Improving package managers

I noticed two posts on improving package managers none of which mentions Debtags.

Daniel Burrows mentions various issues:

David Nusinov mentions that the ideal package manager should look like Google, where you search for things using just a simple one line text entry and pick from the results what you want to install.

I should probably do a bit of recap of things that have been going on.

I'll go through that list again:

Agreed. This used to be a bug about this, which has been closed by Debtags more than one year ago. We now have much more useful category data for about 73% of the archive (including experimental), but what we lack is software using it.

Here's a quick trick to try:

  1. install debtags, and this gives you an easy to read text file in /var/lib/debtags/package-tags.
  2. from that file, pick packages that have the tags role::program, scope::application and interface::x11.
  3. display the results, and use the tags works-with::* and use::* to navigate the results.

There is a python-debian package in experimental that has a debtags module you could play with.

Why is that that so far noone has written a simple package manager just for gamers, which uses only the game::* tags?

Do you think Debtags gives you too many tags? Then check out:

To summarise so far, we not only do have better categories, but also a number of cool algorithms to use them, and some interface prototypes as well. Just don't expect me to write a package manager as well: that's a job that so far I decided to leave to someone else. adept gave it a try, with positive results.

Indeed, Xapian for example. I use it as part of the backend of the Debtags smart search, and here's our Xapian-powered normal keyword based package search interface which does stemming, indexing and all you want to ask from a serious full text index.

In that page you don't see all the nice features of Xapian, but only the ones that I needed for my Debtags evil plans. Have a look at the documentation and give it a try.

Here is a way to see Xapian's similarity matching in action:

  1. go to the Go tagging! page
  2. click on a random untagged package
  3. the system gives you a rather relevant selection of tags
  4. look at it again: the package was untagged: how could the web engine possibly figure those tags out?

What is happening under the scenes is that:

  1. I ask Xapian: "what packages are similar to this one?".
  2. I aggregate the tags of the resulting packages.
  3. I rank the tags by how many resulting packages have them.

While we are on this topic, why don't we decide that we maintain a Xapian index of our package descriptions in, for example, /var/lib/apt/fulltext/, so that various applications can share it?

Indeed. Anyone would like to implement this little "popcon" tool? Having the data easily accessible locally can encourage people to use them.

The Debtags Go tagging! page already uses popcon data to show the most common untagged packages at the top, with double reason: it shows packages that more people are likely to know (and therefore likely to categorise) and it pushes for the most common packages to be tagged more urgently.

Indeed.

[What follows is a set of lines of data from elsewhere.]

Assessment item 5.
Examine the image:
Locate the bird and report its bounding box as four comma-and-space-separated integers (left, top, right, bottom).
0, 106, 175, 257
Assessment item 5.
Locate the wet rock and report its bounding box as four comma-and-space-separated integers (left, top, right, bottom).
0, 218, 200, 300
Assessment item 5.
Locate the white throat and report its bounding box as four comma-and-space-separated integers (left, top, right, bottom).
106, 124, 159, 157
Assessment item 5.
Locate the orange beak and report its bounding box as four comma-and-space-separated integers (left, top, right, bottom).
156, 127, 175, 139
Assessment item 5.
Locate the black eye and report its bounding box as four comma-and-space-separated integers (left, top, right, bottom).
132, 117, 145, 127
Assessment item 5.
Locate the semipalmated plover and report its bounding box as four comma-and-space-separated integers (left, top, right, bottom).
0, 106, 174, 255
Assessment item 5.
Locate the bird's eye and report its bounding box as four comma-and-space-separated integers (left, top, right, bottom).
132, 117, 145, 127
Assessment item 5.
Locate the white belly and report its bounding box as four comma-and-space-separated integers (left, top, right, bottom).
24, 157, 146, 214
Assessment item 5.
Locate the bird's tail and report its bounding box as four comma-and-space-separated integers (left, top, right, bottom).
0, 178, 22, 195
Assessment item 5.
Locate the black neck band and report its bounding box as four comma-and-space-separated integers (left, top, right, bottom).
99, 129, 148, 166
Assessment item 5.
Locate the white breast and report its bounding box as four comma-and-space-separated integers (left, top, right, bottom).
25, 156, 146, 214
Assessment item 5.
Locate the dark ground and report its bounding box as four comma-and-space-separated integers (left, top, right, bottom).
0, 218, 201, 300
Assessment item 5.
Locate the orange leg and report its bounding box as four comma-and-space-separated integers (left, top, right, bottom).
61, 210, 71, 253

Anyone volunteers to implement a prototype? The full unaggregated (but anonymised) popcon data are accessible to every Debian Developer on the host gluck.debian.org in the directory /org/popcon.debian.org/popcon-mail/popcon-entries.

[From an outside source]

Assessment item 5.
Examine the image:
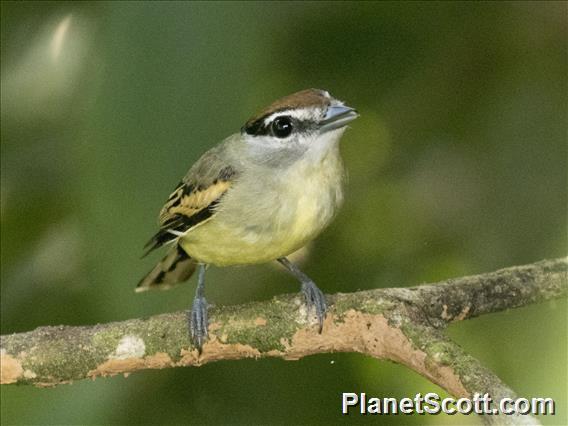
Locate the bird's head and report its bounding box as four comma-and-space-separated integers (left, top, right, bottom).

Ideally one can do many interesting things with this concept: besides tag suggestions, one could identify the packages that are most representative of an installed system, and also offer negative suggestions like: "people who have packages like yours usually don't have this package: would you like to remove it?".

There is more than all this that could be done. Recently, almost by accident, I had the idea of querying packages by example, like pointing to a file and find packages that can work with it. I've asked Jeroen to have Mole collect info on all files that could possibly get installed in /usr/lib/mime/packages/ (as suggested by Bernhard R. Link), to see if that prototype can be made more accurate.

Query by similarity would be nice: I don't like this program, but what else do we have that does the same job? This is best implemented using Debtags data, since it directly maps to semantic properties. Note that you don't have to show a single tag to the user to implement this kind of interface. Do we have a way to point at the X window of an application and get the name of the package that installed it? Wouldn't it be about time to have it?

Why don't we have a system updater utility that shows the Debian weather?

Why aren't more people playing with semantic web?

But more generally, the problem with package managers is that we seem to be irrationally compulsive in wanting to make the one and only big easy and complete interface for everyone. Other more reasonable people would tell you that if you have two very different kinds of users you may want to consider having two different user interfaces.

Ubuntu for example installs by default 3 package manager interfaces: Synaptic; the thing that you access from the application menu to add applications to it; and the update manager. Does it sound like a waste? To me it makes lots of sense.

We have lots of interesting, usable metadata; we have algorithms; we have prototypes; we have ideas for lots of cool, implementable features. The question is, are we able to write applications that just combines what is needed from all this treasure to provide the right interface(s) for our base(s) of users?

Even if my English in 2004 wasn't easy to understand, a read here might still be useful.

There is so much really cool stuff to be written, just within reach.